インド映画『RRR』感想②(主にビームさんのこと)

↑の続き。ネタバレあり。


 そしてそして外せないのが"ナートゥをご存知か?"。こういう、都会で苦労してる人が故郷の祭りやビートに触れて生命力を爆発させる話大好きでして……『村上海賊の娘』の村上吉充が大好きです。ダンスも音楽も歌詞も不敵な格好良さがあるのが最高です。「まぁ聞け」の小慣れた感じや、「あるいは唐辛子入りの雑穀パン」の訳わからないんですが民謡にありそうなやけに具体的な描写、「刺激強めなインドの歌」の故郷への誇りとちょっとの煽り。ああもう歌詞が最高すぎる。あと滅茶苦茶早口で歌うのも好き。テルグ語が詩に向いた美しい言葉というのには納得。「ドゥッムドゥッム」とかずっと聴いていたい。この後の「コムラムビームド」もですが、3拍子系なんですよね。3拍子が似合うくるくる回る言語格好良すぎる……!!ダンスと音楽も格好良いんですがまだ全然理解しきれてない!
 その中で今まで優しい笑顔か戸惑いの表情が多かったビームさんの、不敵な格好良さに痺れます。

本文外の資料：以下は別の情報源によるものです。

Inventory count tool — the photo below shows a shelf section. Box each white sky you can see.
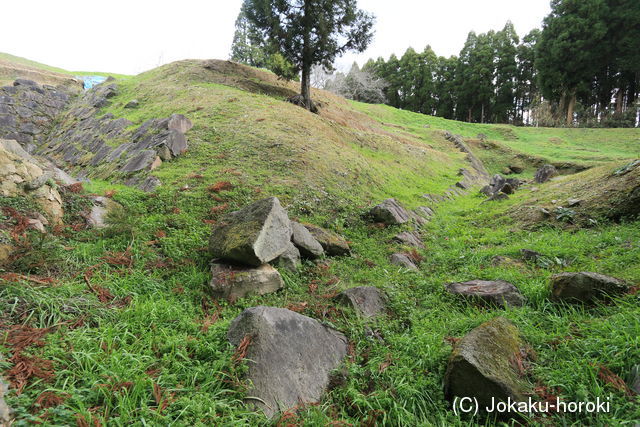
[0,0,550,74]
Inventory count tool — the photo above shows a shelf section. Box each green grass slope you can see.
[0,52,128,87]
[0,61,640,426]
[352,102,640,174]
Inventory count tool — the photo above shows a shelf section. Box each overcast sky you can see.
[0,0,550,74]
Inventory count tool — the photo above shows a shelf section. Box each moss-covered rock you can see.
[210,262,284,300]
[551,272,629,303]
[209,197,292,267]
[444,317,531,414]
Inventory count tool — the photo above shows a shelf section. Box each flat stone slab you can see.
[533,165,558,184]
[445,280,525,307]
[209,197,292,267]
[444,317,531,414]
[370,199,411,225]
[336,286,387,317]
[209,261,284,301]
[276,243,302,272]
[227,306,347,418]
[551,272,630,303]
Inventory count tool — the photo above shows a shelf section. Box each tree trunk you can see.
[300,63,311,110]
[300,1,313,111]
[616,88,624,114]
[567,92,576,126]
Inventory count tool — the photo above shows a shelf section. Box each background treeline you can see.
[231,0,640,127]
[363,0,640,127]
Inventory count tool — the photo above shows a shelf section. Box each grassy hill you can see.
[0,52,128,88]
[0,60,640,426]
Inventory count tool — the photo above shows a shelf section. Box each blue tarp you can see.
[77,76,107,90]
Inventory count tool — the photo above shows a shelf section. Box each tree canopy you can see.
[243,0,374,109]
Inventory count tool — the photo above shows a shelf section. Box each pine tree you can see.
[245,0,374,110]
[230,0,268,68]
[493,21,520,123]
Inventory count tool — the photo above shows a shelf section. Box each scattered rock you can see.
[370,199,411,225]
[209,260,284,301]
[551,272,629,303]
[291,221,324,259]
[520,249,544,262]
[444,317,530,408]
[209,197,292,267]
[389,253,419,271]
[533,165,558,184]
[491,255,525,268]
[87,196,122,229]
[165,129,187,156]
[227,306,347,418]
[167,114,193,133]
[485,193,509,202]
[0,148,63,223]
[509,165,524,174]
[629,365,640,394]
[393,231,424,249]
[302,224,351,256]
[336,286,386,317]
[120,150,157,173]
[445,280,524,307]
[27,218,47,233]
[276,243,302,271]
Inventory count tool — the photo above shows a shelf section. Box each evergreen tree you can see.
[493,21,519,123]
[231,0,268,68]
[245,0,374,110]
[536,0,609,125]
[434,56,458,119]
[515,28,540,123]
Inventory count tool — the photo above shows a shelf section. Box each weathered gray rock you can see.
[167,114,193,133]
[209,197,292,267]
[120,150,158,173]
[276,243,302,271]
[533,165,558,184]
[509,164,524,174]
[520,249,544,262]
[444,317,531,414]
[302,224,351,256]
[24,172,53,191]
[370,199,411,225]
[87,196,122,229]
[483,193,509,203]
[389,253,419,271]
[227,306,347,417]
[551,272,629,303]
[165,129,187,156]
[393,231,424,249]
[445,280,525,307]
[629,365,640,394]
[209,260,284,300]
[336,286,387,317]
[291,221,324,259]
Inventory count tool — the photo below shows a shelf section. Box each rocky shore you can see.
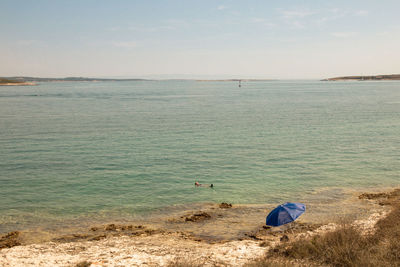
[0,191,400,266]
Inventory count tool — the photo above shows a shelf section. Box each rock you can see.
[280,235,289,242]
[219,202,232,209]
[182,212,211,222]
[105,223,117,231]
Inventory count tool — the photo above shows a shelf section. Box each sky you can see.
[0,0,400,79]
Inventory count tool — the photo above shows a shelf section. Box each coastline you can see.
[0,188,389,266]
[0,82,38,86]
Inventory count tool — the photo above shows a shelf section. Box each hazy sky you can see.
[0,0,400,79]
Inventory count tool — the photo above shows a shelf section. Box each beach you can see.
[0,188,398,267]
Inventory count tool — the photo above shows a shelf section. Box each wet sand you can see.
[0,188,394,266]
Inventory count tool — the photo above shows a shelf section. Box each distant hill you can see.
[0,76,147,82]
[322,74,400,81]
[0,78,36,85]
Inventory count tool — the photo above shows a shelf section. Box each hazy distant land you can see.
[0,78,36,86]
[322,74,400,81]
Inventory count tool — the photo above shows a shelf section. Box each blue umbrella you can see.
[266,202,306,226]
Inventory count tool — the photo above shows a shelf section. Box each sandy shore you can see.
[0,82,37,86]
[0,191,394,266]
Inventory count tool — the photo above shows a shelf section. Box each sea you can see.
[0,80,400,236]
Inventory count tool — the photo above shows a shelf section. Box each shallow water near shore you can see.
[0,81,400,236]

踊り疲れたジェニーを休ませないの、可愛い我儘で本当可愛い。パーティーに兄貴に付いてきてもらったり、実は我儘なの本当赤ちゃんみたいで好きだ、大好きだ。帰り道おぶって貰ってるのも我儘可愛い、ああもうビームちゃん可愛いよ可愛い。そして流れるようにシリアスムードになるの面白い。

 ビームの弟分・ラッチュも格好良いんですよね。初めはドジ踏んでラーマに追われる身になってしまうけれど、捕まって拷問されても悲鳴は上げるけれど決して口を割らず、逆に危険を顧みずに毒蛇でラーマに一矢報いる。最後にラーマとビームが仲良くなってて「?!?」ってなるのは不憫可愛いですが。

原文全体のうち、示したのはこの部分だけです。